La Floride s’attaque à OpenAI après une fusillade imputée à ChatGPT

C’est reparti pour un tour. Cette fois, c’est James Uthmeier, procureur général de Floride, qui a décidé de passer OpenAI au gril. Motif officiel : des « risques de sécurité publique et nationale », avec la sempiternelle rengaine sur les données qui tomberaient « entre les mains des ennemis de l’Amérique, comme le Parti communiste chinois ». Mais derrière le baratin géopolitique, y’a un cadavre. Littéralement.
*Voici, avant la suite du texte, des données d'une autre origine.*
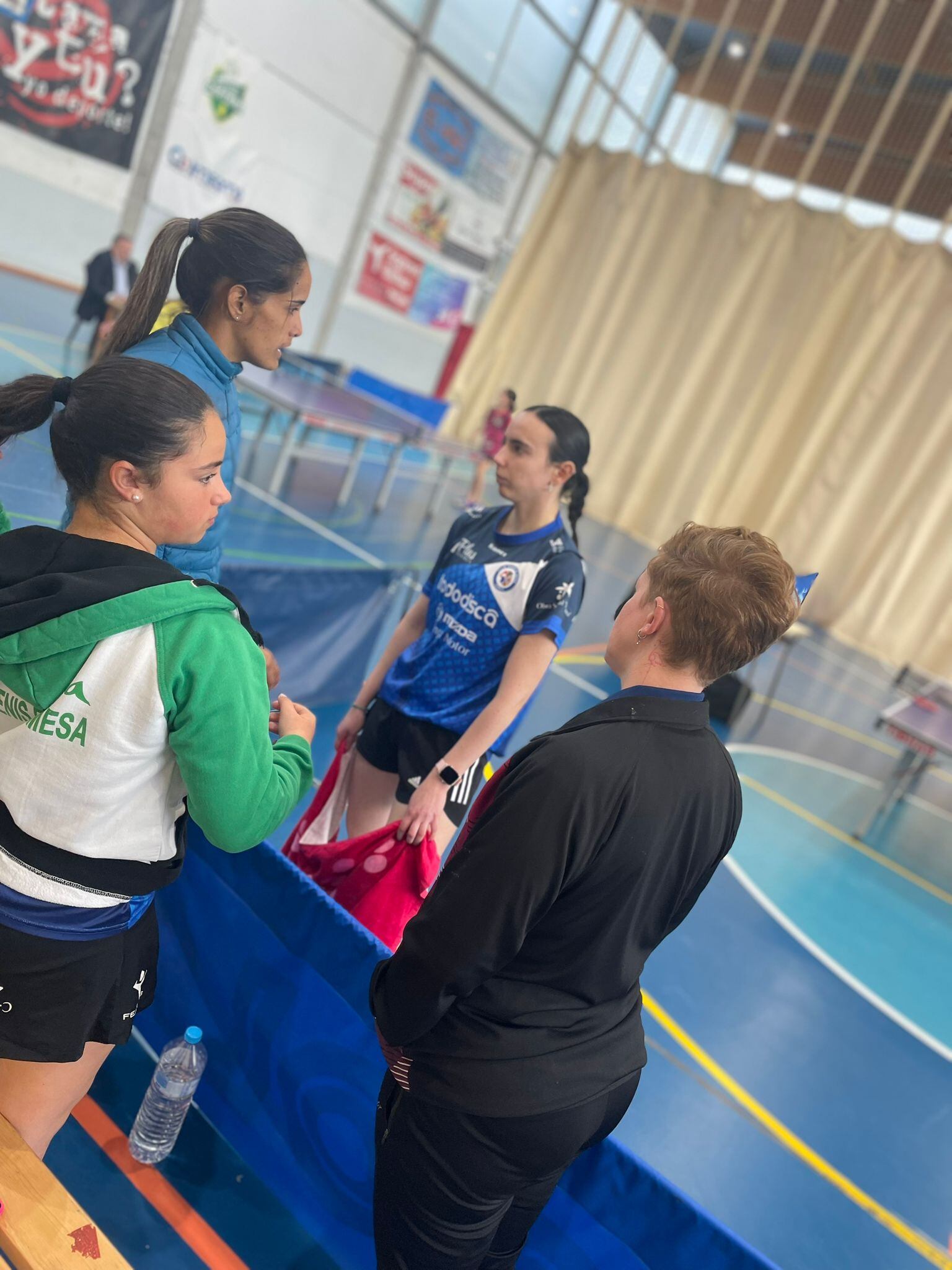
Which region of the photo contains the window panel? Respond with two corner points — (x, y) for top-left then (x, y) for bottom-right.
(549, 62), (591, 154)
(493, 4), (569, 133)
(618, 19), (678, 128)
(601, 105), (635, 150)
(383, 0), (426, 27)
(433, 0), (522, 87)
(536, 0), (591, 39)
L’affaire remonte à avril 2025 : une fusillade à la Florida State University (FSU) qui a fait deux morts et cinq blessés. Selon les premiers éléments rapportés par TechCrunch et NBC News, ChatGPT aurait été utilisé pour planifier l’attaque. La famille d’une victime prépare même un procès. Alors Uthmeier, plutôt que de se contenter de tweeter des pensées et prières, a sorti l’artillerie lourde. Une enquête qui vise à la fois la sécurité nationale (le volet « Chinois ») et la responsabilité civile (le volet « fusillade »).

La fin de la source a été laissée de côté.